Dataset overwritten instead of error
When building datasets I have seen that, on changes to the schema given by the recipe, the dataset is fully overwritten, data and all. This means that, when a recipe suddenly does not return the correct schema, all previous data is lost…
Previously we did get an error message if this was the case and we would not lose any data unexpectedly but after updating to 12.3 (from 8.0) this is suddenly not done anymore. Is there a setting we would need to change to resolve this? It is becoming quite a problem as some 'dynamic' steps like pivots/folds can quikly return a somewhat different schema based on what input is given which causes big problems for the flow as well as historical data.

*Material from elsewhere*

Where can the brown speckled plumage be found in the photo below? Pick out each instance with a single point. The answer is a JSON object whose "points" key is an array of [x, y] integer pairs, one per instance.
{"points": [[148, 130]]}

When knowingly changing the schema inside of a recipe and saving the recipe we do get an error message like the one below. But if we do not save explicitly and rather run the recipe instead, it gets saved anyway and the output dataset is dropped and recreated. Previously we would see this message pop up when running the recipe as well, is this possible to achieve?
Answers
-
Turribeach Dataiku DSS Core Designer, Neuron, Dataiku DSS Adv Designer, Registered, Neuron 2023 Posts: 2,160 Neuron
Administration ⇒ Settings ⇒ Other ⇒ Misc. ⇒ Schema incompatibilities ⇒ Auto-accept schema changes at end of flow
-
For me it's under Administration⇒Settings⇒Engines & Flow⇒Flow build⇒Schema incompatibilities⇒Auto-accept schema changes at end of flow. I am on 12.3.1 if that matters.
It was disabled originally but enabling it did not change anything unfortunately. Should DSS be restarted after changes to this? Whether enabled or disabled it still overwrites the data without giving an error message.